Contrary to popular myths, single mothers are often the most brutal when it comes to coercing their sons to conform to patriarchal standards. The single mom who insists that her boy child “be a man” is not antipatriarchal; she is enforcing patriarchal will. Researching boyhood, Olga Silverstein observed: “In single-parent families, it’s common to see boys who have become their mother’s ‘little man.’ Often these boys are very bossy children who patronize their mothers, who in fact do uncanny imitations of a certain kind of husband, being alternately possessive, protective, and seductive.” Whether in single-parent or two-parent households, boys who are allowed to assume the role of “mini patriarch” are often violent toward their mothers. They hit and kick when their wishes are not satisfied. Obviously, as small boys they do not have the strength to overpower their mothers, but it is clear that they see the use of violence to get their needs met as acceptable. And while mothers of boys who hit them may feel that hitting is wrong, they may simultaneously feel that it is their job to meet the needs of any male, especially one who is coercive.
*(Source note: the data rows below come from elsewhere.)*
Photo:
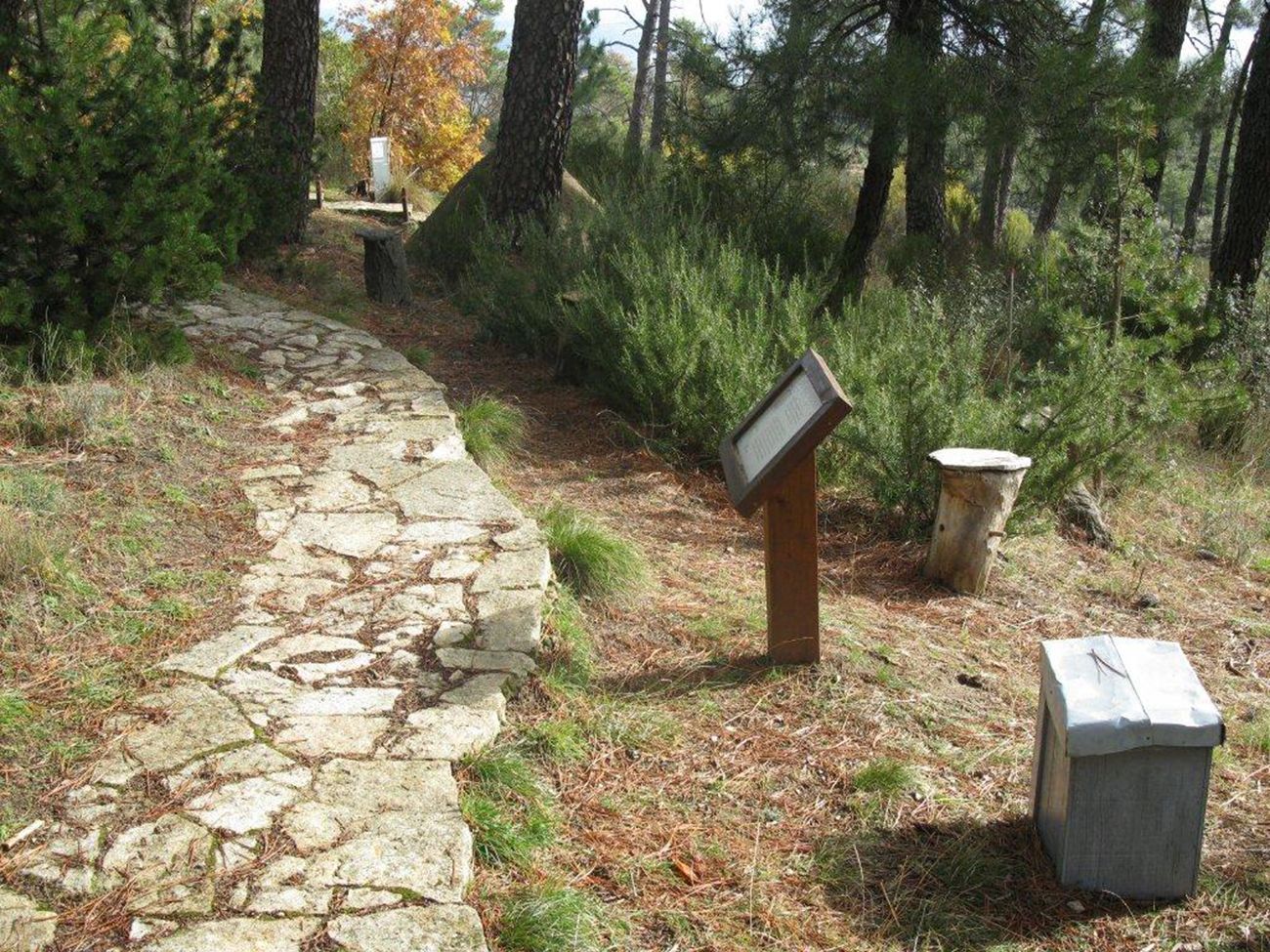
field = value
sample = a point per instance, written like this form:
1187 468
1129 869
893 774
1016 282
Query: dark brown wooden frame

Many teenage boys have violent contempt and rage for a patriarchal mom because they understand that in the world outside the home, sexism renders her powerless; he is pissed that she has power over him at home. He does not see her autocratic rule in the home as legitimate power. As a consequence, he may be enraged at his mom for using the tactics of psychological terrorism to whip him into shape and yet respond with admiration toward the male peer or authority figure who deploys similar tactics. In patriarchal culture boys learn early that the authority of the mother is limited, that her power comes solely from being a caretaker of patriarchy. When she colludes with adult male abuse of her son, she (or later a symbolic mother substitute) will be the target of his violence.

Years ago the television show
The Incredible Hulk
was the favorite of many boys. It featured a mild-mannered scientist who turned into an angry green monster whenever he felt intense emotions. A sociologist interviewing boys about their passion for this show asked them what they would do if they had the power of the Hulk. They replied that they would “smash their mommies.” In her groundbreaking work
The Mermaid and the Minotaur
feminist theorist Dorothy Dinnerstein highlighted the extent to which boys respond to the autocratic power of mothers with rage. Like many feminist researchers today, she insisted that male engagement with parenting was needed to break this projection onto the mother as an all-powerful figure who must be rebelled against and in some cases destroyed.
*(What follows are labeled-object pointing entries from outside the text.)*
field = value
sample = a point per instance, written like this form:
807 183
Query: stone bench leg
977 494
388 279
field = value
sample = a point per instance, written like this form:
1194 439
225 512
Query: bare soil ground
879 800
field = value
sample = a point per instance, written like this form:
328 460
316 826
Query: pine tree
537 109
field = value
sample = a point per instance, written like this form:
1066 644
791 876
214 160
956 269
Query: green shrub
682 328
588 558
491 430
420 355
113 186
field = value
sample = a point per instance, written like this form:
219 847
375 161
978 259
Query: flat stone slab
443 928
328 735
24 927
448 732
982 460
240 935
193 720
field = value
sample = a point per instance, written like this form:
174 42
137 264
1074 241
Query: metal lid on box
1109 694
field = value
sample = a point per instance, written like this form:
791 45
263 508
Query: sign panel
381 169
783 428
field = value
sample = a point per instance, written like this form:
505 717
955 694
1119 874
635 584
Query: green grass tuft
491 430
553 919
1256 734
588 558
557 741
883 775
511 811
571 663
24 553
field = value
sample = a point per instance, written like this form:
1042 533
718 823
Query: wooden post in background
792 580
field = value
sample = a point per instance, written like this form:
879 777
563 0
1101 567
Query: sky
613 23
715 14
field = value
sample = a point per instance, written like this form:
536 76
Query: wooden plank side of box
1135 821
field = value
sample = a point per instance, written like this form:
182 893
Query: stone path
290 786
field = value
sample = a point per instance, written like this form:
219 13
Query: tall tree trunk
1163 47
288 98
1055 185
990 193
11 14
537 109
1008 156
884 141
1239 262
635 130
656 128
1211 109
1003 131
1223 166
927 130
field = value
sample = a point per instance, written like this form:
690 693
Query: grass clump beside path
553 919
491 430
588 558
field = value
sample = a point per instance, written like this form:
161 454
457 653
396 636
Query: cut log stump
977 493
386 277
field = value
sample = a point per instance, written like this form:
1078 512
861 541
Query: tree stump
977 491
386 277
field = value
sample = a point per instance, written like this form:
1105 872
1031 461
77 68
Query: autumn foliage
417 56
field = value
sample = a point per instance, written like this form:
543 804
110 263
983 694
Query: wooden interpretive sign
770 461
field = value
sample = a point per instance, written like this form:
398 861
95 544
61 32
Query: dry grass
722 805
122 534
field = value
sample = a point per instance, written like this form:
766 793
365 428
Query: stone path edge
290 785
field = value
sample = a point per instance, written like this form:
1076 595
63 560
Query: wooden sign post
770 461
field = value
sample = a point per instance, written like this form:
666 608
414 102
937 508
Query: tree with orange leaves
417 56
Clearly, patriarchal mothers who have rage at grown men act out with sons. They may either force the son to enter into an inappropriate relationship in which he must provide for her the emotional connection grown men deny her or engage in emotional abuse in which the son is constantly belittled and shamed. These acts of patriarchal violence serve to reinforce in the mind of boy children that their violence toward females is appropriate. It simply feels like justifiable vengeance. Feminist idealization of mother-hood made it extremely difficult to call attention to maternal sadism, to the violence women enact with children, especially with boys. And yet we know that whether it is a consequence of power dynamics in dominator culture or simply a reflection of rage, women are shockingly violent toward children. This fact should lead everyone to question any theory of gender differences that suggests that women are less violent than men.
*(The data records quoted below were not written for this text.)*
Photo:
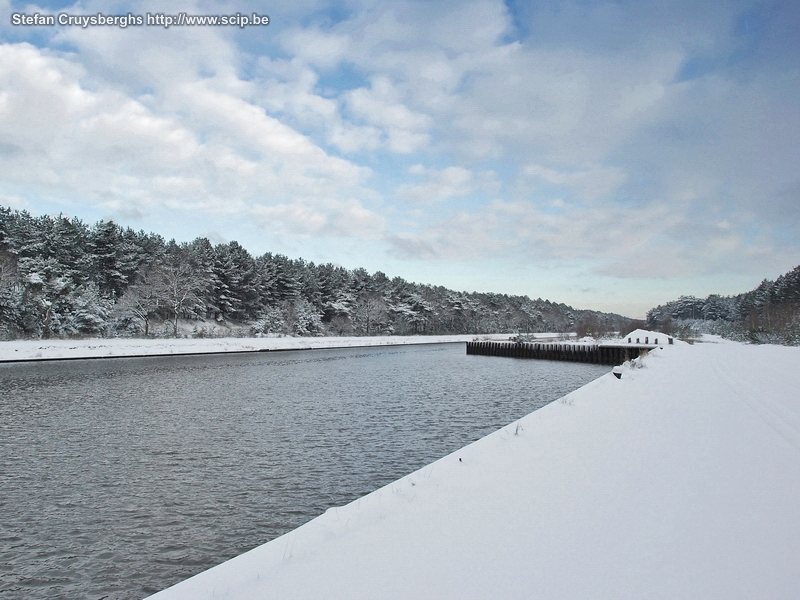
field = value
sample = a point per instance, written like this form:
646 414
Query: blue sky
610 155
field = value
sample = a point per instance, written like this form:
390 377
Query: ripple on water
122 477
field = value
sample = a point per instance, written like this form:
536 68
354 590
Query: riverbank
680 479
33 350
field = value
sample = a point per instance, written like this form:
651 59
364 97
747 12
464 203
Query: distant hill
770 313
60 277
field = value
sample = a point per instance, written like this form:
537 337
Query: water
119 478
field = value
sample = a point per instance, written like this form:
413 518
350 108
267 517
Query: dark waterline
119 478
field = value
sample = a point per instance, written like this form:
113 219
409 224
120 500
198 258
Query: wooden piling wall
588 353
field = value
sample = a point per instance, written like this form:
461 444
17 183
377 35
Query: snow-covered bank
680 480
118 347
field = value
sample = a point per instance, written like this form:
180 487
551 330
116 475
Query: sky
609 155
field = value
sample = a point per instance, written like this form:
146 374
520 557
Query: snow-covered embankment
34 350
680 480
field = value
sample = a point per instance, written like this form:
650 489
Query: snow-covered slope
118 347
680 480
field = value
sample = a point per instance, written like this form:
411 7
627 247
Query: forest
60 277
770 313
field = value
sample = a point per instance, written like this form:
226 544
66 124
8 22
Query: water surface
121 477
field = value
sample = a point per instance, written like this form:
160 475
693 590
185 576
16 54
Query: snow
21 350
638 336
679 480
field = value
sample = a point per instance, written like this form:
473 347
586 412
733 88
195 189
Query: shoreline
25 351
678 480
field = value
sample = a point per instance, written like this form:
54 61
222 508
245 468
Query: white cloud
444 184
321 217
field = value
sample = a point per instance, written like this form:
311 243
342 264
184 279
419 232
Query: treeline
60 277
768 314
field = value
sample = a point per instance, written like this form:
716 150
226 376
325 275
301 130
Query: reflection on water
119 478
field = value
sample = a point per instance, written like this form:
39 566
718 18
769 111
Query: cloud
441 185
68 134
320 217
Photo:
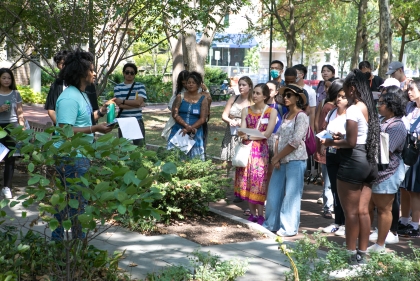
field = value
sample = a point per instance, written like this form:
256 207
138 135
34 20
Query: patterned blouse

In patriarchal culture women are as violent as men toward the groups that they have power over and can dominate freely; usually that group is children or weaker females. Like its male counterpart, much female violence toward children takes the form of emotional abuse, especially verbal abuse and shaming, hence it is difficult to document. Maternal sadism must be studied, however, if we are to understand the roots of adult male violence toward women. To some extent the reformist feminist thinkers who have focused on women as the more ethical, kinder, gentler sex have stood in the way of an in-depth study of maternal sadism, of the ways women in patriarchal society act out violently with boys.